# paste wax on sandpaper



## Emery (Jan 1, 2013)

I watched a youtube video today on making a baby rattle. The turner put paste wax on his sandpaper while finishing. Does anyone do this with wood pens? What is the purpose? Thanks to the info.


----------



## SerenityWoodWorks (Jan 1, 2013)

I use an old 12000 MM pad to apply the first coat of EEE. For one it holds the wax nicely, 2..It increases the buffing power and 3..well I just like the way it ends up. Is it the right way? the only way? well of course not..ask 10 pen makers how they finish and you will get 15 different answers.


----------



## MarkD (Jan 1, 2013)

I recently saw a video where a guy used a combination of paste wax and mineral oil when he sanded on the lathe. He said he used it to minimize the sanding dust. It left a satin finish. I don't think you would want to use this method if you want to apply a finish afterwards.

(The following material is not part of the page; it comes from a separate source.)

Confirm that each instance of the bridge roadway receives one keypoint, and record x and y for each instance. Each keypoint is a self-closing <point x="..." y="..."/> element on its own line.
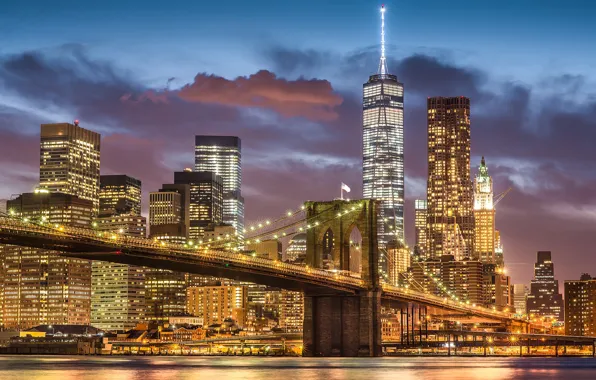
<point x="91" y="244"/>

I just found a web page that describes how to make the wax/mineral oil sanding wax.
http://eddiecastelin.com/yahoo_site_admin/assets/docs/SandingWax.54184013.pdf


----------



## jeff (Jan 1, 2013)

MarkD said:


> I recently saw a video where a guy used a combination of paste wax and mineral oil when he sanded on the lathe. He said he used it to minimize the sanding dust. It left a satin finish. I don't think you would want to use this method if you want to apply a finish afterwards.
> 
> I just found a web page that describes how to make the wax/mineral oil sanding wax.
> http://eddiecastelin.com/yahoo_site_admin/assets/docs/SandingWax.54184013.pdf



Probably Carl Jacobson 
Carl Jacobson - YouTube

He does some interesting turning.


----------



## keithkarl2007 (Jan 1, 2013)

When I took a bowl turning course with Glenn Lucas we finished our bowls by coating them generously with walnut oil and then sanded them. It is a way of keeping dust down but also helps to keep the blank from overheating when sanding. Yew for example is very prone to heat checks from over sanding. It could be another cause for blanks like Ebony and Snakewood cracking. Everyone has mentioned before to keep the heat down when boring the blanks but might not realise sanding creates the same heat generation.
For pens you could wet sand the blanks with BLO to keep heat to a minimum and the fine slurry created will also fill porous grained woods like Oak and Wenge


----------



## Emery (Jan 1, 2013)

jeff said:


> MarkD said:
> 
> 
> > I recently saw a video where a guy used a combination of paste wax and mineral oil when he sanded on the lathe. He said he used it to minimize the sanding dust. It left a satin finish. I don't think you would want to use this method if you want to apply a finish afterwards.
> ...



Yes it was Carl Jacobson.


----------



## Hexhead (Jan 1, 2013)

And also helps the sandpaper from clogging up.


----------